While people treat the two verb forms as interchangeable, there is good reason to follow the straightforward principles governing usage.
Might is right - but then again it may be wrong
Max Hastings, the second of five editors for whom I worked at The Daily Telegraph of London, had strong views on most matters. One was that any reader who took the trouble to write to the newspaper should receive the courtesy of a reply. For reporters up against deadlines, this could be a tedious chore. But Max, now Sir Max, was right. In fact, the workload was reduced by the sizeable proportion of what we used to call "green ink letters". These were not always written in green, but did share certain characteristics. They tended to be long and rambling, contain slightly off-the-wall (or worse) theories or rhetoric and have a lot of text underlined. But they bore no legible name and address and could be safely discarded without fear of repercussions; in their own way, they were the ancestors of junk e-mails, though they never solicited bank account details or offered huge cash prizes for unentered competitions.

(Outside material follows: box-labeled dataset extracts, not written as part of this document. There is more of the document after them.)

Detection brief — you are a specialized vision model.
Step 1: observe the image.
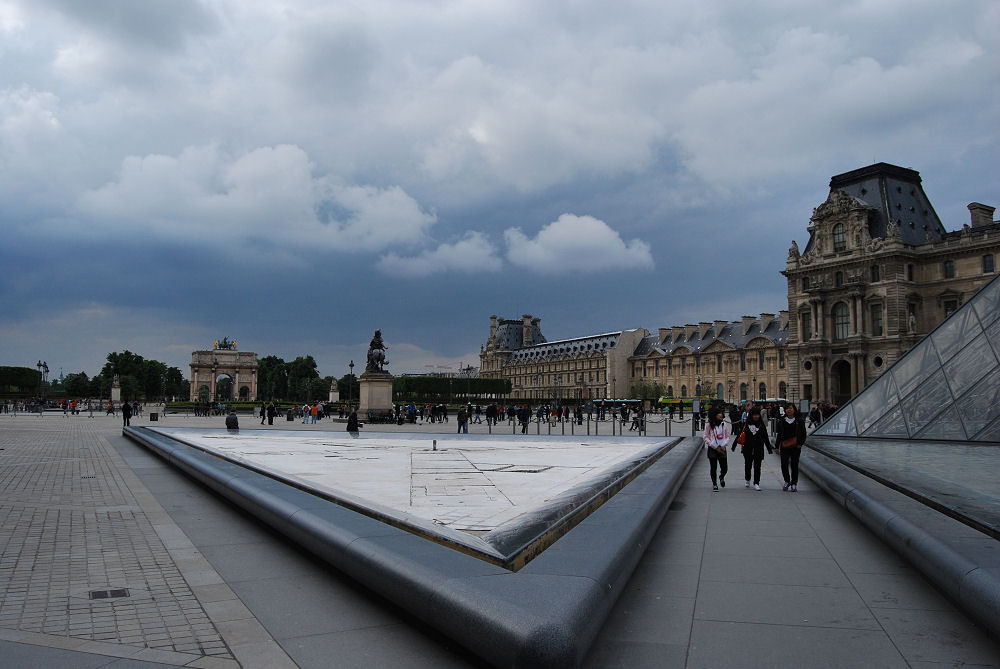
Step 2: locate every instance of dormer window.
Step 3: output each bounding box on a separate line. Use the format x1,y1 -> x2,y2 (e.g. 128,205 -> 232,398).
833,223 -> 847,253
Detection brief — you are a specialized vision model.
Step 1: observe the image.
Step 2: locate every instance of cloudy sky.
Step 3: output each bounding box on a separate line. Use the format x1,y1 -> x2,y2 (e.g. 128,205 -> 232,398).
0,0 -> 1000,384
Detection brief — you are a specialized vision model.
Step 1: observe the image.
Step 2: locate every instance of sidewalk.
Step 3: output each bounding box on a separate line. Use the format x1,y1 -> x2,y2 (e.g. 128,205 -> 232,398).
0,415 -> 1000,669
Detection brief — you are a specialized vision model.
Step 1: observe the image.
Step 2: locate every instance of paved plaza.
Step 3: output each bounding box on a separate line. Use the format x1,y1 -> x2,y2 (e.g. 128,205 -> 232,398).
0,413 -> 1000,669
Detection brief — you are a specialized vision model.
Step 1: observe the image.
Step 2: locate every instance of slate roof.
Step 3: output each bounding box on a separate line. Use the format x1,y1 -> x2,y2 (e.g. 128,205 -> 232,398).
493,320 -> 546,351
508,331 -> 622,364
632,317 -> 788,357
806,163 -> 947,251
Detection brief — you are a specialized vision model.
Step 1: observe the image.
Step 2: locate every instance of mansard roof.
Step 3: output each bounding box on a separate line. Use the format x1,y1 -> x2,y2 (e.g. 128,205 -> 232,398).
493,319 -> 546,351
508,330 -> 623,364
633,318 -> 788,356
810,163 -> 947,246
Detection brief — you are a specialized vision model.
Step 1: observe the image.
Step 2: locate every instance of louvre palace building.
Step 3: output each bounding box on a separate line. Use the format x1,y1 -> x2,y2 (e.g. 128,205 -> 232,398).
480,163 -> 1000,404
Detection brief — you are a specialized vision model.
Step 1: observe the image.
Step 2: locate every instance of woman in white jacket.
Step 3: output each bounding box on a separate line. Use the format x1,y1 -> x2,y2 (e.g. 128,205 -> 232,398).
704,409 -> 729,492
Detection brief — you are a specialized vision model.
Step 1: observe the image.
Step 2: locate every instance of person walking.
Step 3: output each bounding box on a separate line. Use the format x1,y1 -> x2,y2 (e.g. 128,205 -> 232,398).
733,407 -> 774,492
704,409 -> 729,492
347,409 -> 361,437
774,404 -> 806,492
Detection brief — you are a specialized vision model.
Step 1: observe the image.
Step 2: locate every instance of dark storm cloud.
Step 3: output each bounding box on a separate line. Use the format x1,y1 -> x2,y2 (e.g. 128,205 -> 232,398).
0,0 -> 1000,373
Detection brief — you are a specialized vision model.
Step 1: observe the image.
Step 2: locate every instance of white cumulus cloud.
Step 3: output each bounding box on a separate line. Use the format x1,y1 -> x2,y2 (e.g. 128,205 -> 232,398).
376,232 -> 503,277
504,214 -> 653,274
79,144 -> 436,252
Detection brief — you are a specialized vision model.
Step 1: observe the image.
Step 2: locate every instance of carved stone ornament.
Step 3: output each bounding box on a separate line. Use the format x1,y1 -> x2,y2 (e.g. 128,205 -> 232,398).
885,219 -> 903,242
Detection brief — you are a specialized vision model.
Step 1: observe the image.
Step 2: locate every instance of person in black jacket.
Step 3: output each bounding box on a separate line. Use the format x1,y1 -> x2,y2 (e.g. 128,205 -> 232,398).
733,407 -> 774,491
774,404 -> 806,492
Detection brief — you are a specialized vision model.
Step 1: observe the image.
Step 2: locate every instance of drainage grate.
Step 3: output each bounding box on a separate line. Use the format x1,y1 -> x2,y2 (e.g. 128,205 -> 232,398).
87,588 -> 129,599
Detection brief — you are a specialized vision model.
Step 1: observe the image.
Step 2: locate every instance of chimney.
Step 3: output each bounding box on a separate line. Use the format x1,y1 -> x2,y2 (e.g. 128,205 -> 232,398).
521,314 -> 532,348
969,202 -> 996,228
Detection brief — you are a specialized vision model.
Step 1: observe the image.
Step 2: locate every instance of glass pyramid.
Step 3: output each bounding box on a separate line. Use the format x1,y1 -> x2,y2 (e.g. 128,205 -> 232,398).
814,276 -> 1000,441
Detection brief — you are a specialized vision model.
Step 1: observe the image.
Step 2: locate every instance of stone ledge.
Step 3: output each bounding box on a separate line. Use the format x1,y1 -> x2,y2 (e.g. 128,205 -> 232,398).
800,450 -> 1000,639
123,428 -> 701,669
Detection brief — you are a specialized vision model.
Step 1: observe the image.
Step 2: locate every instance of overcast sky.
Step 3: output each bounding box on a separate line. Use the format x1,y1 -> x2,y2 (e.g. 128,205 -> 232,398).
0,0 -> 1000,376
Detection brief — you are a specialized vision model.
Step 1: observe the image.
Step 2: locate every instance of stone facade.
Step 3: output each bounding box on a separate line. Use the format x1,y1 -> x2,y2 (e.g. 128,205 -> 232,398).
782,163 -> 1000,404
629,311 -> 788,404
480,163 -> 1000,404
479,315 -> 649,404
191,348 -> 257,402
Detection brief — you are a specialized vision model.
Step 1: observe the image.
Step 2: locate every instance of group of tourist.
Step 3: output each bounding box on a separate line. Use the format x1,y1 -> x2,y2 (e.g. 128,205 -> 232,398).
704,403 -> 806,492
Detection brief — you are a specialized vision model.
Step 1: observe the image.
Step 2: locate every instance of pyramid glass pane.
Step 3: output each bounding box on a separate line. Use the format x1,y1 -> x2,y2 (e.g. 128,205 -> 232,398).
975,418 -> 1000,441
938,335 -> 997,401
891,338 -> 941,396
816,404 -> 858,437
861,406 -> 910,437
915,407 -> 966,440
931,308 -> 983,362
986,319 -> 1000,358
955,373 -> 1000,439
851,374 -> 899,434
972,270 -> 1000,327
901,370 -> 951,434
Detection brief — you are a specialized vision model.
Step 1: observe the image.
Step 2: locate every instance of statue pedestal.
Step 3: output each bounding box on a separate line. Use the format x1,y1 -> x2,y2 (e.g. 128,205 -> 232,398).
358,372 -> 394,415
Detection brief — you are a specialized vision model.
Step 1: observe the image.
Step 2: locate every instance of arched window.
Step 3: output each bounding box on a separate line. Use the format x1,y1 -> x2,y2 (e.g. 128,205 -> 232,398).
833,302 -> 851,341
833,223 -> 847,253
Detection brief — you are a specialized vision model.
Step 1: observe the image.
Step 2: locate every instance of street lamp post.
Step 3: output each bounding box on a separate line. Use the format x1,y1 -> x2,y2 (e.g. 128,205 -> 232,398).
347,360 -> 354,409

Sometimes, the mailbag brought grievances, justified or not, about items that had appeared in our pages. Occasionally, there were nuggets of information leading to important or at least interesting stories being written. JD Tunnicliffe was in a class of his own. He would write detailed, well argued letters pointing out errors of spelling, grammar or usage. One senior executive was so impressed by a single sheet headed "A note on the use of may and might" that he pinned it to the noticeboard where, I think, it remained until the paper moved to new offices.
These days, people treat the two verb forms as interchangeable. One or two dictionaries I have seen give, if not encouragement, clear signals that the distinctions are no longer worth worrying about. Mr Tunnicliffe would be horrified by such developments, and I find myself on his side. Looking back at a copy of the note that I kept, I find no reason to ignore the straightforward principles he listed.
Mr Tunnicliffe starts by pointing out that may is the present tense, might the past tense. In the example he gives, John tells him, using the present tense, that he may go to a football game; in the past tense, he told him he might attend. Might could also have conditional significance, he adds, though the condition is often implied rather than stated. Mr Tunnicliffe approves the use of may in the same context but says the condition would then need to be expressed (eg "I may go to the game if my wife decides to visit her mother") to avoid leaving the statement open, or unconditional.
Conversely, "I might go" is incorrect if the statement is genuinely open. Mr Tunnicliffe considers this to be a common mistake and recommends, as a rough test, using may if it sounds right. I believe he may have been optimistic to think this would help those with a tendency to use English sloppily. He might have responded that they would not be reading his advice in the first place. "May have" and "might have" are said by Mr Tunnicliffe to require special care. Broadly, "might have" concerns something that could have happened but did not ("Napoleon might have avoided the battle of Waterloo).
Complications arise if the sentence contains a sequence of verb tenses. If this produces serious ambiguity, our mentor favours overruling the correct grammatical form. "Major Jones reported that he might have destroyed two enemy tanks" suggests that he had an opportunity to destroy them but did not take it; "may have" introduces the missing clarity. But have such guidelines had their day? Perhaps in a world full of busy people rattling off electronic messages and spending less time reading the printed word, we do not quite need as many JD Tunnicliffes as we can get. Forgive me for believing we still need a few.